4. Giving specific medical advice to patients. Don't respond to patient-specific questions. Replies could violate HIPAA or meet the legal definition of a physician-patient relationship. Have patients come in for an office visit instead. 

5. Posting unprofessional behavior. Don't post potentially objectionable content, such as profanity, drunkenness, unprofessional behavior at work or sexually suggestive posts. Set privacy settings to only allow sharing with a small number of people.

6. Unprofessional statements. Providers who posted even one negative comment on Facebook seemed to have lost credibility among potential patients, according to a study cited by Medscape. Comments about race or gender are especially inflammatory.

7. Violating employers' social media restrictions. Many organizations ban social media use on workplace computers, but can't block access on smartphones or laptops, so they set rules about general social media use. Be aware of employers' differing policies. 

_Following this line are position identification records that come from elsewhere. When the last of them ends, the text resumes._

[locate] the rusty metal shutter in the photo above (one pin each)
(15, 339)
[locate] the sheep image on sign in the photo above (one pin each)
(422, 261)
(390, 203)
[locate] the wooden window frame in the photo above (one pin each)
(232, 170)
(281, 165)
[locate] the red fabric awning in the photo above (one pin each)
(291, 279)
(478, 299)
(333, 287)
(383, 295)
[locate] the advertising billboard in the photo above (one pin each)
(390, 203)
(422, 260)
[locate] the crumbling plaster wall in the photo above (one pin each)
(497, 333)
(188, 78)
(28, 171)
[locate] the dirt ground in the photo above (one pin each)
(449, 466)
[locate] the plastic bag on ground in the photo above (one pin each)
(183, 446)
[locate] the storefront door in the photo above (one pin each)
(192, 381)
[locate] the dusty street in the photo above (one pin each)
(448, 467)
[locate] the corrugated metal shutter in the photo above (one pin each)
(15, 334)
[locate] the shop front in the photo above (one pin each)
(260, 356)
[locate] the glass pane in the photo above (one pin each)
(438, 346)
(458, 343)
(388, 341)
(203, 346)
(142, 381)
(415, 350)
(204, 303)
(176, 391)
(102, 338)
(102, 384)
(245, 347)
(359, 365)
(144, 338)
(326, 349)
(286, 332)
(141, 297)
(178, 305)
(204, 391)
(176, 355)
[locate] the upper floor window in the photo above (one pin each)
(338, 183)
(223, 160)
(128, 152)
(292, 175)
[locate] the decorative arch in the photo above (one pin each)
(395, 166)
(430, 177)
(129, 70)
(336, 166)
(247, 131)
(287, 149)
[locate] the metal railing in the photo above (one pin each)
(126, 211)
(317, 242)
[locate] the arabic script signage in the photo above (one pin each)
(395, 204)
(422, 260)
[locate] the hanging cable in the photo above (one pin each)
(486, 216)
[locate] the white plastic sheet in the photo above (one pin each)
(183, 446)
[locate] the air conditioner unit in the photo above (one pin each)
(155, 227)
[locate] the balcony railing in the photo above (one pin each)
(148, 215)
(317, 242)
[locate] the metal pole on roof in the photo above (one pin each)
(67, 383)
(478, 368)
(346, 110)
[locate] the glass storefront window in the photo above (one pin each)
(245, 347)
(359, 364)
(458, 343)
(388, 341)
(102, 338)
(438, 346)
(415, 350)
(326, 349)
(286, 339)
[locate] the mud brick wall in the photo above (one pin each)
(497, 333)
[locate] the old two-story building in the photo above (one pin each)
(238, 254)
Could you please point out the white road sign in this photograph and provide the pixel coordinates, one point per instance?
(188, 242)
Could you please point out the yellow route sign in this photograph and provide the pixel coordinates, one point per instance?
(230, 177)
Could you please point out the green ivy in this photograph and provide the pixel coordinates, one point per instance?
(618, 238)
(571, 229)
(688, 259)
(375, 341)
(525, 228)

8. Not revealing conflicts of interest. When posting about a procedure or product, the Federation of State Medical Boards says "physicians must reveal any existing conflicts of interest and they should be honest about their credentials as a physician."

9. Creating negative impressions. Outdated practice profiles, self-absorption and inconsistencies in profiles across social media can all leave a negative impression.

10. Posting too much. If followers are bombarded by too many posts, they may start to ignore content. Two to three posts a week is sufficient.